Resistance and Failure

By the late 1890s, under relentless attack – propaganda campaigns warning of a “second Reconstruction” and “Negro rule,” physical intimidation, violence, and assassinations of leaders and foot soldiers – the movement was crushed. A key figure in the attack on Black Populism was Ben Tillman, the leader of South Carolina's white farmers' movement. As realistic politicians, the Southern Populist knew that they had only two possible alternatives in the fight against the ruling Bourbon Democrats. They must choose between trying to win the Negro votes or working to eliminate it entirely. The Tillman group in South Carolina sought the latter method. They were completely reactionary on the Negro question and stood with the Bourbons in disregarding the principles of the Fifteenth Amendment. Elsewhere the populists sought to win Negro votes, either through fusion with the Republican minority or through the raising of issues with a broad appeal to the Negro farmers.It was no accident that in the South the third-party movement was strongest in those states where it sought not only Negro votes but active Negro support.

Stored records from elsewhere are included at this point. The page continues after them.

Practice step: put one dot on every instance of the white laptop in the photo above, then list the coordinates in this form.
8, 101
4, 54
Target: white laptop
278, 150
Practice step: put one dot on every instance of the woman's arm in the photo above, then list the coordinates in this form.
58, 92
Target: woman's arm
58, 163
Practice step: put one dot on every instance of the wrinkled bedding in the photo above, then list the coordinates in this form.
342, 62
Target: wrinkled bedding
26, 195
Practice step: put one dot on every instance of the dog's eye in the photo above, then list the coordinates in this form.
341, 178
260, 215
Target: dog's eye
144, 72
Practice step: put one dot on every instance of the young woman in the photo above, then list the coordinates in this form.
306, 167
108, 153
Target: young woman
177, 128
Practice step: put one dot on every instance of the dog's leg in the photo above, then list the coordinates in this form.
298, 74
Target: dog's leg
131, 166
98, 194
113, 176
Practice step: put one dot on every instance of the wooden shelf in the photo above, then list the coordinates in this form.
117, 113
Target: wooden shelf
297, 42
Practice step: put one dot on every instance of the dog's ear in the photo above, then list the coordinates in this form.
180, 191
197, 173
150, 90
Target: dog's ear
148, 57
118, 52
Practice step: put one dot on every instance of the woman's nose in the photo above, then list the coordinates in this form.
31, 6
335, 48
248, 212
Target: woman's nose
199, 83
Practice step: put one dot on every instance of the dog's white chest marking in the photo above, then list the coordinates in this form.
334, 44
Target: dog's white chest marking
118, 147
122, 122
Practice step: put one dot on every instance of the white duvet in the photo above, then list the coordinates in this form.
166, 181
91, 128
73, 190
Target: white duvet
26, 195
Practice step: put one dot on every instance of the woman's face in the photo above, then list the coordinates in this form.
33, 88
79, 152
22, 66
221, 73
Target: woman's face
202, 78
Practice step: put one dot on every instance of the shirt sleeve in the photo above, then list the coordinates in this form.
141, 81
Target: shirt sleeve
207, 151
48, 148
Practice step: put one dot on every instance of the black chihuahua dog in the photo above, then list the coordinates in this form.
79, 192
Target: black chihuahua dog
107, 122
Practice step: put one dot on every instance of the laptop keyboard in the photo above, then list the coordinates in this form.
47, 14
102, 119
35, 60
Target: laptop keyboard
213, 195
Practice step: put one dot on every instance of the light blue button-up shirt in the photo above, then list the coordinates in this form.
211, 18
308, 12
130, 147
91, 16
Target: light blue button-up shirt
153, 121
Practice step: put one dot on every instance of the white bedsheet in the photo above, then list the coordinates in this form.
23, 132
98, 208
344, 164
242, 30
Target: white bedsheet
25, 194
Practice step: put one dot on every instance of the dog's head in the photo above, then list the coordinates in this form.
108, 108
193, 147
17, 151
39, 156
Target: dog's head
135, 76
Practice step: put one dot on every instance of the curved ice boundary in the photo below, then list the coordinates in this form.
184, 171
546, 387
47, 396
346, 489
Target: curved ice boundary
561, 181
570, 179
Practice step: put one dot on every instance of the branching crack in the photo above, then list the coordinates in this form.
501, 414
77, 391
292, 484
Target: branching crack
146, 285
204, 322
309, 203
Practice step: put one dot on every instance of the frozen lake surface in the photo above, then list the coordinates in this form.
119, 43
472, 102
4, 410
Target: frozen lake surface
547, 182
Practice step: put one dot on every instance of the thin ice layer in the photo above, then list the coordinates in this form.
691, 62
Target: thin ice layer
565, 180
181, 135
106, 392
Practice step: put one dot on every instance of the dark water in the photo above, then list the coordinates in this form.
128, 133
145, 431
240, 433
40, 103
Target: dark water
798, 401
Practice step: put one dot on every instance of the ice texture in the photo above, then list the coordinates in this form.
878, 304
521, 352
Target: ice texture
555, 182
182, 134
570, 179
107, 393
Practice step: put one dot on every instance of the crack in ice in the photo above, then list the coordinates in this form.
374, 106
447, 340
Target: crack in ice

The notion that the black man had somehow betrayed Populism would constantly haunt the Georgia People's Party from the very beginning Populists had realized the political importance of blacks. Of the state's forty thousand Republicans voters, a considerable majority were former bondsmen. If the white votes were to split, they might decide the outcome of any state election. But therein lay a predicament. How were Populists to court the black votes without losing the whites? How were they to keep whites form thinking of them the "nigger party," The party willing to truckle to the former slaves? Clearly, however, an attempt had to be made to win over blacks. It was dangerous scheme, but it contained a degree of precedent of in state politics. In the 1870s and 1880s, democrats and independents had sometimes used the same device when the white votes splits. In those days many whites where willing to allow the black man the ballot, specially when it could be sometimes bought for as little as a dime or a mouthful of whiskey.

Black Populism was destroyed, marking the end of organized political resistance to the return of White supremacy in the South in the late 19th century. Nevertheless, Black Populism stands as the largest independent political uprising in the South until the modern Civil Rights movement.